After playing in three games his freshman year at Eastern Illinois, Romo took over the starting job full-time in 2000. He excelled, throwing for 2,583 yards and 27 touchdowns, numbers he continued to improve upon.

By his senior season, he was setting records and winning awards.

That year, Romo completed 63 percent of his passes for 3,165 yards and threw 34 touchdowns, earning the 2002 Walter Payton Award. That honor is given to the most outstanding college offensive football player in Division I FCS.

Romo finished his career as Eastern Illinois' all-time leader in touchdown passes (85) and was the first Ohio Valley Conference football player to be named the conference's offensive player of the year in three straight seasons.

But just like high school, once Romo was finished with college, few NFL suitors came calling. His performance at that year's NFL Combine did little to impress scouts.

"I felt good, like it was a step for me to show people what I could do, but I didn't throw as well as I wanted to," Romo told the Chicago Tribune's Melissa Isaacson in 2006. "I'm pretty realistic about my talents and I felt I wasn't as good as some of the other guys there. I struggled that day. I just wasn't ready at that time."

Tony Romo
Romo has been to two Pro Bowls and made the playoffs twice since taking over as the Cowboys starting QB in 2006.

NFL teams seemed to agree. Romo went undrafted and signed a free-agent contract with the Dallas Cowboys in 2003.

Romo did not attempt a single pass in each of his first three seasons with the Cowboys, a rarity for a guy who earned honors at every stop in his athletic career, but in 2006, after starter Drew Bledsoe struggled, Romo got his chance.

And just like in high school and college, once he got his chance, he took it and has not let go.

Romo threw for 2,903 yards in that first season and led the Cowboys to the playoffs. The only negative for Romo that season was a botched hold on a potential game-winning field goal in a playoff loss to the Seattle Seahawks.

That one mistake has not held Romo back.
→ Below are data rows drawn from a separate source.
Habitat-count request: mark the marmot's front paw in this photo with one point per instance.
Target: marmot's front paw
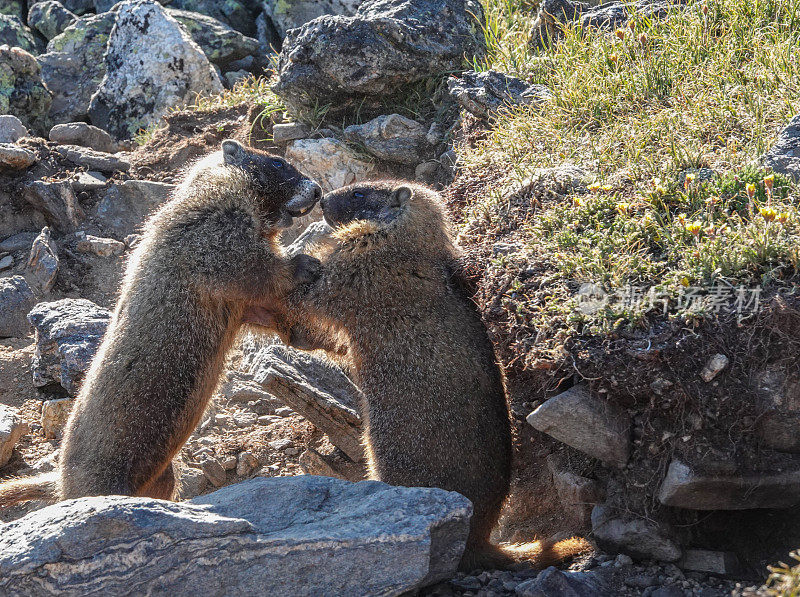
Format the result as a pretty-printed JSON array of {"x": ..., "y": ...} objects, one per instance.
[{"x": 305, "y": 269}]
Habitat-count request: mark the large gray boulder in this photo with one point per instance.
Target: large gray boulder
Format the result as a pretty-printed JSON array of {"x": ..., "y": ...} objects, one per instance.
[
  {"x": 290, "y": 15},
  {"x": 220, "y": 43},
  {"x": 22, "y": 90},
  {"x": 784, "y": 155},
  {"x": 387, "y": 43},
  {"x": 50, "y": 18},
  {"x": 73, "y": 66},
  {"x": 16, "y": 299},
  {"x": 68, "y": 333},
  {"x": 152, "y": 65},
  {"x": 281, "y": 536}
]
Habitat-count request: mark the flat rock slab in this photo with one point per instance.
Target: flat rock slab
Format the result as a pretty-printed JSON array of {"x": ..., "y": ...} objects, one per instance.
[
  {"x": 68, "y": 333},
  {"x": 591, "y": 425},
  {"x": 320, "y": 392},
  {"x": 684, "y": 487},
  {"x": 281, "y": 536}
]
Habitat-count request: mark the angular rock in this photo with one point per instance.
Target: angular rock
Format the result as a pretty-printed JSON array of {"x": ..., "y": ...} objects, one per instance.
[
  {"x": 220, "y": 43},
  {"x": 84, "y": 135},
  {"x": 73, "y": 66},
  {"x": 230, "y": 12},
  {"x": 346, "y": 60},
  {"x": 483, "y": 94},
  {"x": 18, "y": 242},
  {"x": 271, "y": 535},
  {"x": 552, "y": 582},
  {"x": 126, "y": 204},
  {"x": 16, "y": 299},
  {"x": 578, "y": 495},
  {"x": 68, "y": 333},
  {"x": 684, "y": 487},
  {"x": 591, "y": 425},
  {"x": 142, "y": 83},
  {"x": 13, "y": 157},
  {"x": 57, "y": 202},
  {"x": 290, "y": 131},
  {"x": 713, "y": 368},
  {"x": 15, "y": 34},
  {"x": 784, "y": 155},
  {"x": 12, "y": 427},
  {"x": 317, "y": 390},
  {"x": 42, "y": 266},
  {"x": 22, "y": 90},
  {"x": 102, "y": 247},
  {"x": 719, "y": 563},
  {"x": 11, "y": 129},
  {"x": 54, "y": 416},
  {"x": 393, "y": 138},
  {"x": 328, "y": 161},
  {"x": 93, "y": 160},
  {"x": 290, "y": 15},
  {"x": 50, "y": 18},
  {"x": 634, "y": 536}
]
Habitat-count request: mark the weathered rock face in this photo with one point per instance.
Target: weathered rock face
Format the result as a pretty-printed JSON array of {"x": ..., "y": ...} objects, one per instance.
[
  {"x": 11, "y": 129},
  {"x": 230, "y": 12},
  {"x": 16, "y": 299},
  {"x": 328, "y": 161},
  {"x": 634, "y": 536},
  {"x": 318, "y": 391},
  {"x": 42, "y": 266},
  {"x": 483, "y": 94},
  {"x": 12, "y": 427},
  {"x": 83, "y": 134},
  {"x": 73, "y": 66},
  {"x": 290, "y": 15},
  {"x": 685, "y": 487},
  {"x": 220, "y": 43},
  {"x": 271, "y": 534},
  {"x": 126, "y": 204},
  {"x": 784, "y": 155},
  {"x": 14, "y": 33},
  {"x": 152, "y": 65},
  {"x": 385, "y": 44},
  {"x": 50, "y": 18},
  {"x": 591, "y": 425},
  {"x": 22, "y": 91},
  {"x": 393, "y": 138},
  {"x": 68, "y": 333}
]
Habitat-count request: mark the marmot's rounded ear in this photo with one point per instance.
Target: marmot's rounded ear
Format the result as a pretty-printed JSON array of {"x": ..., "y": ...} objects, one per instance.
[
  {"x": 401, "y": 195},
  {"x": 233, "y": 152}
]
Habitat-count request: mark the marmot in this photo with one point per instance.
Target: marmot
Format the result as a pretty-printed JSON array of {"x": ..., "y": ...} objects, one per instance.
[
  {"x": 435, "y": 409},
  {"x": 205, "y": 255}
]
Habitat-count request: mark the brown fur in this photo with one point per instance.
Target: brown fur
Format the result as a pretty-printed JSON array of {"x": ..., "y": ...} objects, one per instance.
[
  {"x": 205, "y": 256},
  {"x": 435, "y": 407}
]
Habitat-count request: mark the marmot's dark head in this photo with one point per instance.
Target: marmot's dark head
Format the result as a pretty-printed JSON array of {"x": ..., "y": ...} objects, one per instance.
[
  {"x": 412, "y": 215},
  {"x": 286, "y": 192}
]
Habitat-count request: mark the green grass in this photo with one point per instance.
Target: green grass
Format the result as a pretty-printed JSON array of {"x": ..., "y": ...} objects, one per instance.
[{"x": 707, "y": 88}]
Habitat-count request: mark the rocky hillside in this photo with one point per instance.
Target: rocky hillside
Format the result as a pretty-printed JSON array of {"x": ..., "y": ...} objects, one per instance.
[{"x": 623, "y": 178}]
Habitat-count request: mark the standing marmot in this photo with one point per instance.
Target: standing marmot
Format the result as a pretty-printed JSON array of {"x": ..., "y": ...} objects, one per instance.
[
  {"x": 206, "y": 255},
  {"x": 435, "y": 410}
]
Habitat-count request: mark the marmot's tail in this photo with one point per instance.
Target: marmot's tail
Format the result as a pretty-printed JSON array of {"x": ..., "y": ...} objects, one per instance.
[
  {"x": 25, "y": 489},
  {"x": 537, "y": 554}
]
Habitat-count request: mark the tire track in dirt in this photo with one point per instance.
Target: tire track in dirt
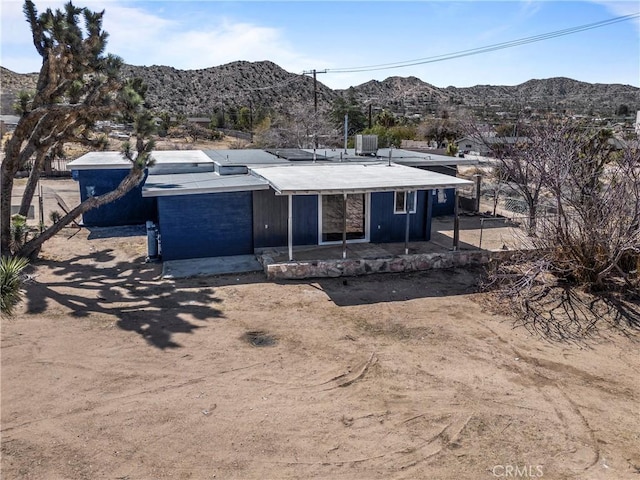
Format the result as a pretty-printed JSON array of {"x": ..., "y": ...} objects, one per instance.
[{"x": 567, "y": 412}]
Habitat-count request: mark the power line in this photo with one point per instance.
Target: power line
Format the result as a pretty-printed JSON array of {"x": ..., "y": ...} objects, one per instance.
[{"x": 485, "y": 49}]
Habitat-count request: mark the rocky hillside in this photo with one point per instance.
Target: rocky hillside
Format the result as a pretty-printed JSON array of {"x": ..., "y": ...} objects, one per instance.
[
  {"x": 201, "y": 92},
  {"x": 266, "y": 86},
  {"x": 11, "y": 84}
]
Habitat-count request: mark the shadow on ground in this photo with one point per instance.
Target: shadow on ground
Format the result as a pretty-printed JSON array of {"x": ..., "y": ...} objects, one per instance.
[
  {"x": 395, "y": 287},
  {"x": 131, "y": 291}
]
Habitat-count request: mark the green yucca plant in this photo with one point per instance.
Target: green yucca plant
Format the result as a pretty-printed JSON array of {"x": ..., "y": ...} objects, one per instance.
[{"x": 11, "y": 283}]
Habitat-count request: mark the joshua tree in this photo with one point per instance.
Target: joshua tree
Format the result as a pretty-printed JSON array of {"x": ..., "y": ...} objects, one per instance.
[{"x": 78, "y": 85}]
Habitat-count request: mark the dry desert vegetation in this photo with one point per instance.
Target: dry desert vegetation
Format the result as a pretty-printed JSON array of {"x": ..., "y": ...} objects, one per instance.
[{"x": 110, "y": 372}]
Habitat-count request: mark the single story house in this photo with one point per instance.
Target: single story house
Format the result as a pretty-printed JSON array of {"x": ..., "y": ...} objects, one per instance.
[
  {"x": 234, "y": 202},
  {"x": 486, "y": 145}
]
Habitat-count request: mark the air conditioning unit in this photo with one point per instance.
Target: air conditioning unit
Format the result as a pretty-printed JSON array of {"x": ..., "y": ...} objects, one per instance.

An All-Pro in each of his first two years as a starter, Romo has led the Cowboys to the playoffs both of those seasons.

The 2008 season began well for Romo. The Cowboys were the preseason favorite to win the Super Bowl. Back in Burlington, Romo received yet another honor when he was inducted into his high school's Wall of Fame.

No one is overlooking Romo now.

Mike Loveday covers high school sports for ESPN RISE.